Supernova! It’s the largest explosion that takes place in space, but how do the deaths of giant stars in our own galaxy affect Earth and other planets? Tree rings provide a record of how many radioactive isotopes reach Earth’s atmosphere from space. There are a few historical spikes of these isotopes that can’t be explained by anything happening on Earth. In the study, Brakenridge found that several seem to line up with stars violently exploding. This new research suggests that Earth’s ancient trees may contain evidence of these celestial explosions.
“These are extreme events, and their potential effects seem to match tree ring records,” Brakenridge said in a press release. He hopes that humanity won’t have to see those effects for itself anytime soon. Some astronomers think they’ve picked up signs that Betelgeuse, a red giant star in the constellation Orion, might be on the verge of collapsing and going supernova.
Interestingly, it’s quite hard to tell how often stars in the Milky Way explode. Several different techniques have suggested that there should be one to three local supernovae per century, but the most recent Milky Way supernova observation on record was more than 400 years ago.

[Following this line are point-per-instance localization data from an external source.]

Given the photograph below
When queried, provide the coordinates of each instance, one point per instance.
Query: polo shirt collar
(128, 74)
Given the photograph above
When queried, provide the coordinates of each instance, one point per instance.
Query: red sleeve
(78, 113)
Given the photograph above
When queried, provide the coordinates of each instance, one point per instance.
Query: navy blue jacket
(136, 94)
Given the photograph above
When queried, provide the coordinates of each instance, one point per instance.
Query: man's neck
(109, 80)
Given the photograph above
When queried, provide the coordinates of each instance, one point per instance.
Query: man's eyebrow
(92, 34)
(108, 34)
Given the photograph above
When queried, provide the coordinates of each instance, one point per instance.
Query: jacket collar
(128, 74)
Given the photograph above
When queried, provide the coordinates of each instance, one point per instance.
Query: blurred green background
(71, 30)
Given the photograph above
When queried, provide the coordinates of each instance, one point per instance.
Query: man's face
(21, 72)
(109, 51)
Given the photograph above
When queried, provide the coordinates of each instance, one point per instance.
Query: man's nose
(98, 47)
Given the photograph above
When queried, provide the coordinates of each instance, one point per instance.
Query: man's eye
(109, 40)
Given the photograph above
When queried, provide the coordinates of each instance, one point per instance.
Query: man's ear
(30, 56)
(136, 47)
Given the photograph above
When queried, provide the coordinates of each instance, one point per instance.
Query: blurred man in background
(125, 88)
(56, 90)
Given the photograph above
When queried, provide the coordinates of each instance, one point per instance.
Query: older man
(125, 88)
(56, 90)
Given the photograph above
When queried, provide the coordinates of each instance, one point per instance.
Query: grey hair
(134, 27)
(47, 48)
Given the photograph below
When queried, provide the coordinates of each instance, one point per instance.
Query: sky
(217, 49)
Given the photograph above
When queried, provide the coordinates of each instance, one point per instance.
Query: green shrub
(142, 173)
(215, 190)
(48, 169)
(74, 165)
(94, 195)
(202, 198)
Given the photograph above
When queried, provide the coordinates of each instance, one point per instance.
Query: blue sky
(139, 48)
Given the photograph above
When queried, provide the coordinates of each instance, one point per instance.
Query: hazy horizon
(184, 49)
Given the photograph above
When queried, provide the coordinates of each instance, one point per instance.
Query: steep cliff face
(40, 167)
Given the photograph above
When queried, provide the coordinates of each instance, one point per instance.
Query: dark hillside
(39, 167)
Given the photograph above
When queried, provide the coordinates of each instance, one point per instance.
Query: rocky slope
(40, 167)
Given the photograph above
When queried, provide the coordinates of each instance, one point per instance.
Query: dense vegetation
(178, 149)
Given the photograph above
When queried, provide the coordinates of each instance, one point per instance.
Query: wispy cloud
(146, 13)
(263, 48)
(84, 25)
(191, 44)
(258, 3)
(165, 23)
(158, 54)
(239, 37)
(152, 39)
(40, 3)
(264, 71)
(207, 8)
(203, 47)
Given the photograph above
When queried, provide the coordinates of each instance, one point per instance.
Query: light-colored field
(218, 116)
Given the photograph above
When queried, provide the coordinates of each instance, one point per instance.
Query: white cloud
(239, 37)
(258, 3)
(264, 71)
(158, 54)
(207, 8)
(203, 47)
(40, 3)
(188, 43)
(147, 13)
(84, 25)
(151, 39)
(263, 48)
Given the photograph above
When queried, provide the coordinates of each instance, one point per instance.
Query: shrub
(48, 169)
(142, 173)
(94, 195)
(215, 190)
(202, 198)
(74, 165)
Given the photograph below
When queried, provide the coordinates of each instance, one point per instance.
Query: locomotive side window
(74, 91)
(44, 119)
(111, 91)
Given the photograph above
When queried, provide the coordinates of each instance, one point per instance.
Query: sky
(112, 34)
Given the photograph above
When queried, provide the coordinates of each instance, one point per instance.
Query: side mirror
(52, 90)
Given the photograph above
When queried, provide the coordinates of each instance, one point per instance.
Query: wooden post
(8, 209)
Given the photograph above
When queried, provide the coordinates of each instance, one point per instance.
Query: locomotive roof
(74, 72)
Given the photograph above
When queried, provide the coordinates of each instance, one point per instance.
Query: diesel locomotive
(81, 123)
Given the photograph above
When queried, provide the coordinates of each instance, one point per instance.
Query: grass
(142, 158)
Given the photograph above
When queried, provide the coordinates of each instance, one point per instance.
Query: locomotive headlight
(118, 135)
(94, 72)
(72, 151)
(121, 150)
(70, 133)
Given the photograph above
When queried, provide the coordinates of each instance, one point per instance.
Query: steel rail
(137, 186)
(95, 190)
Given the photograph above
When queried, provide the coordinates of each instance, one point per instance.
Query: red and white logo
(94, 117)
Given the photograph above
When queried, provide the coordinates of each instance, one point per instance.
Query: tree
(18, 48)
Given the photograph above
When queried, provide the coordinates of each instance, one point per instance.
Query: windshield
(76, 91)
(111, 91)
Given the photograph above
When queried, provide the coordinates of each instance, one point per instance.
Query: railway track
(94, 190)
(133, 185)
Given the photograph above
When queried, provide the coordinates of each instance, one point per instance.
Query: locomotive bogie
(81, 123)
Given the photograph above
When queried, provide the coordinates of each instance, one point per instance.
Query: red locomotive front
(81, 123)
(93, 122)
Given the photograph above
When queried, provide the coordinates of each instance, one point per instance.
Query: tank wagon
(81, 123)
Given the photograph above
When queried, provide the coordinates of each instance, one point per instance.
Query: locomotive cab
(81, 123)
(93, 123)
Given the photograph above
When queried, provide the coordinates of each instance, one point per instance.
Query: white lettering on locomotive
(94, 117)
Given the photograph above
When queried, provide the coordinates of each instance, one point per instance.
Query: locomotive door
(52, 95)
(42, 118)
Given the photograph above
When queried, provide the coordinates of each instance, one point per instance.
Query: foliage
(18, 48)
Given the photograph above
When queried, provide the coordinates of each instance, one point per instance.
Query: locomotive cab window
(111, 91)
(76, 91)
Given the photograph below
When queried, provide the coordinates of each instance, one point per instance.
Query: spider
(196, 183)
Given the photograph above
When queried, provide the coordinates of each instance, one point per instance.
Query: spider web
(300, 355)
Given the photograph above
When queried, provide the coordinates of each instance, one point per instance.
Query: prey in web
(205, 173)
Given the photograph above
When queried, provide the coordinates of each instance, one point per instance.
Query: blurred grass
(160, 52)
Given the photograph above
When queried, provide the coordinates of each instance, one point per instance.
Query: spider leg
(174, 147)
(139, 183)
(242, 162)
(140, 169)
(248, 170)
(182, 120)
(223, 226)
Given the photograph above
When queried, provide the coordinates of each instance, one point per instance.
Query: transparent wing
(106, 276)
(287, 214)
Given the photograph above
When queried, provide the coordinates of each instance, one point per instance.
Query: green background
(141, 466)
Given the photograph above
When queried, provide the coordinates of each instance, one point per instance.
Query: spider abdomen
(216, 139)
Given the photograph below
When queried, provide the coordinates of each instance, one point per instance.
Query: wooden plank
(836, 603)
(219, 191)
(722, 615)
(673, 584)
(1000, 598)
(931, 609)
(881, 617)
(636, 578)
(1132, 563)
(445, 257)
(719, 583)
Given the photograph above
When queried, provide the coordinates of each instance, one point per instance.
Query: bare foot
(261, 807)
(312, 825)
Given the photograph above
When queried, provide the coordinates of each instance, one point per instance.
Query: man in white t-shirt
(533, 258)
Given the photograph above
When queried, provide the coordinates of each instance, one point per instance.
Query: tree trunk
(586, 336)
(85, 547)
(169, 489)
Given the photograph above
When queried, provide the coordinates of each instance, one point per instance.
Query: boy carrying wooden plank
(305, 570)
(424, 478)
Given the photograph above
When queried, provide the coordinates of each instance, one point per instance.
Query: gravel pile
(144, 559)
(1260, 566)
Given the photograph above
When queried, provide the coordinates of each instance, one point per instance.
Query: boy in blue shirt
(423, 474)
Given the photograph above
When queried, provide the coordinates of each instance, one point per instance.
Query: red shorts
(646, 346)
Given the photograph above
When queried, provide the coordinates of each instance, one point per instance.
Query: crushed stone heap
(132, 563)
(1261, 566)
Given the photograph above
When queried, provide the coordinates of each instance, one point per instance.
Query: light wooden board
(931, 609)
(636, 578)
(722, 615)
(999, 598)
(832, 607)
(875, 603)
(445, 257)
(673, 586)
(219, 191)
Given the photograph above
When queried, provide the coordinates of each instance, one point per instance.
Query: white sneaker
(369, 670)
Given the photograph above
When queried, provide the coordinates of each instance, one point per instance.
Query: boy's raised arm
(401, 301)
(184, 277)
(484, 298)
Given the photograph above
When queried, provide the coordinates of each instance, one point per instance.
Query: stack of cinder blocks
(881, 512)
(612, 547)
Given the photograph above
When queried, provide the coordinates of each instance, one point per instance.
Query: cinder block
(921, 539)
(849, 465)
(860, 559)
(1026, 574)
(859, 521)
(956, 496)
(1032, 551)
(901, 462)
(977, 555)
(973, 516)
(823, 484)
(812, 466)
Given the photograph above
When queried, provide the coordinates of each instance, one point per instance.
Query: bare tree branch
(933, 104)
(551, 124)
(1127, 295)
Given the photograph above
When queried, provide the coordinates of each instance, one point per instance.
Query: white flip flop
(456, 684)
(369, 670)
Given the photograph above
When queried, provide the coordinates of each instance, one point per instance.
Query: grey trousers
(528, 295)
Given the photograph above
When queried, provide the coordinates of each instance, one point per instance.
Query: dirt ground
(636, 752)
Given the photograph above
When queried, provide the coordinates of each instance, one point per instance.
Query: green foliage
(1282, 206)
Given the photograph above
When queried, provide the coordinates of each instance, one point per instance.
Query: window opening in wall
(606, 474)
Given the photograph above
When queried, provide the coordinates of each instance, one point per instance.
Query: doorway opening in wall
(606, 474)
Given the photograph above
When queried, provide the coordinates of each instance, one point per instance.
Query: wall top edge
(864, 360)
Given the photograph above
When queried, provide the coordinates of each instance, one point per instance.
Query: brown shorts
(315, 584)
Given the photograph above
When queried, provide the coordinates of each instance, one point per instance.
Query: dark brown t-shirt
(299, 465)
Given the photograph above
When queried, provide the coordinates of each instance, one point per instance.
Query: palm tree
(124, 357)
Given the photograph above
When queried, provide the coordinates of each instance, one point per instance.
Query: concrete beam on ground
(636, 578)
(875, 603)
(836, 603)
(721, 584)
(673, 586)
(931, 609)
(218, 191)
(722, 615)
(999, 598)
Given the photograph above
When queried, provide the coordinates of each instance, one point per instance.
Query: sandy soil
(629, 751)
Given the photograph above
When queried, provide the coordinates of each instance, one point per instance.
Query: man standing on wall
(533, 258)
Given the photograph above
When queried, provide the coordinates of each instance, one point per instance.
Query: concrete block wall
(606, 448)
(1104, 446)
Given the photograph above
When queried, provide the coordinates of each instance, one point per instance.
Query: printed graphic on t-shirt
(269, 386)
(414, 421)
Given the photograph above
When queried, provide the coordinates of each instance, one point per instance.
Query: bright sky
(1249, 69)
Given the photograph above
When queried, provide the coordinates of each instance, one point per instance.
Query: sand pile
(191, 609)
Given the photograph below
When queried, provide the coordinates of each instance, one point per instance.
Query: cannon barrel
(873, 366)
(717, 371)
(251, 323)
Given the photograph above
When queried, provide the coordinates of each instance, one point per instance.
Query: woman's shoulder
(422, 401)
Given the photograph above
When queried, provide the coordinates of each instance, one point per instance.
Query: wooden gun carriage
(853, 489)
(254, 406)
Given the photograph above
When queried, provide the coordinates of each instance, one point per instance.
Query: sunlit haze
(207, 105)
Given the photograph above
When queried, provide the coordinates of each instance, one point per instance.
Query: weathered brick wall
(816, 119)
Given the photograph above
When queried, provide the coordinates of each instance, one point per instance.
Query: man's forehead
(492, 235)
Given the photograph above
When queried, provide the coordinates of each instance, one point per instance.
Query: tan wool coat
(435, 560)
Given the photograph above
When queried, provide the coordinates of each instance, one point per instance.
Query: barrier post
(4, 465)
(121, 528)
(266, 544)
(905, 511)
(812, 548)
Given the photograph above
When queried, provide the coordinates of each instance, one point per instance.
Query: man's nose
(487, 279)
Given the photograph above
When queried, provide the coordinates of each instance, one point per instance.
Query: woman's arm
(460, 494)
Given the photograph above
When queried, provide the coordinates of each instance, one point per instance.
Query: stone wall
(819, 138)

The spikes suggest that supernovas can weaken the ozone layer and change the Earth’s climate. However, the work isn’t definitive. Other researchers have suggested solar flares could be the culprits, and it’s difficult to precisely date supernova explosions, so the cosmic events may not align with tree rings as neatly as it seems.
Brakenridge and his team found what could be the fingerprints of ancient nearby supernovae in tree rings dating back to 40,000 years ago. And in the last 15,000 years, their results indicate, there could have been four supernovae close enough to Earth to leave their signature in the trees.
“We’re seeing terrestrial events that are begging for an explanation,” Brakenridge said in the release. “There are really only two possibilities: A solar flare or a supernova. I think the supernova hypothesis has been dismissed too quickly.”